Le ministre canadien de l’Immigration, Marco Mendicino, a annoncé vendredi que le pays désirait attirer 1,2 million d’immigrants d’ici 2023 afin de relancer l’économie et combler le manque de main-d’œuvre. La pandémie de COVID-19 a obligé le pays à fermer ses frontières en mars, résultant en une chute drastique du nombre de nouvelles arrivées.
Le plan d’immigration sur trois ans est « ambitieux » selon le ministre.

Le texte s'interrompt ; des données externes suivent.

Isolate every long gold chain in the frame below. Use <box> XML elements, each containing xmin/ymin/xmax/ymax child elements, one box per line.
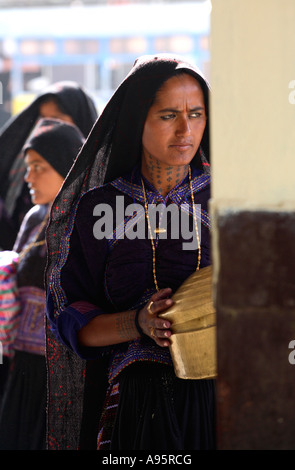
<box><xmin>141</xmin><ymin>166</ymin><xmax>201</xmax><ymax>291</ymax></box>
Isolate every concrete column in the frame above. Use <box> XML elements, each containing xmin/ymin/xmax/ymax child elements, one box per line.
<box><xmin>210</xmin><ymin>0</ymin><xmax>295</xmax><ymax>450</ymax></box>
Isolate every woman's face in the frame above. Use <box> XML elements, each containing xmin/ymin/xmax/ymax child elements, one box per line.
<box><xmin>25</xmin><ymin>149</ymin><xmax>64</xmax><ymax>204</ymax></box>
<box><xmin>142</xmin><ymin>74</ymin><xmax>207</xmax><ymax>166</ymax></box>
<box><xmin>39</xmin><ymin>101</ymin><xmax>74</xmax><ymax>124</ymax></box>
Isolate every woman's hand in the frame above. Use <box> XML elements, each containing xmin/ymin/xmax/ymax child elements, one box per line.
<box><xmin>138</xmin><ymin>288</ymin><xmax>173</xmax><ymax>346</ymax></box>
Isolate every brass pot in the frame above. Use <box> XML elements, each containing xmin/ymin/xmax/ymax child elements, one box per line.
<box><xmin>159</xmin><ymin>266</ymin><xmax>217</xmax><ymax>379</ymax></box>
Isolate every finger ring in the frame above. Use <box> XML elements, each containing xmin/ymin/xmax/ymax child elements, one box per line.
<box><xmin>147</xmin><ymin>300</ymin><xmax>154</xmax><ymax>315</ymax></box>
<box><xmin>150</xmin><ymin>328</ymin><xmax>156</xmax><ymax>338</ymax></box>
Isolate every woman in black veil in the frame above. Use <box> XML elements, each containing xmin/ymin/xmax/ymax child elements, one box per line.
<box><xmin>0</xmin><ymin>81</ymin><xmax>98</xmax><ymax>250</ymax></box>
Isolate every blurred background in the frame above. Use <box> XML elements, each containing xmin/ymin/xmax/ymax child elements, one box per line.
<box><xmin>0</xmin><ymin>0</ymin><xmax>211</xmax><ymax>127</ymax></box>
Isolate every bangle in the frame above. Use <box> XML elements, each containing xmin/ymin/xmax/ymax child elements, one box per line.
<box><xmin>134</xmin><ymin>307</ymin><xmax>145</xmax><ymax>336</ymax></box>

Il a pour objectif d’attirer davantage de travailleurs qualifiés, de proches de citoyens et de résidents permanents et de réfugiés.
« Le plan d’aujourd’hui nous aide à compenser les perturbations causées par la COVID-19 », a déclaré Marco Mendicino à Reuters.
Le Canada envisage d’ajouter 401 000 nouveaux résidents permanents l’année prochaine, 411 000 en 2022 et 421 000 en 2023. Cela correspond à une augmentation de 50 000 personnes par an comparé au plan précédent.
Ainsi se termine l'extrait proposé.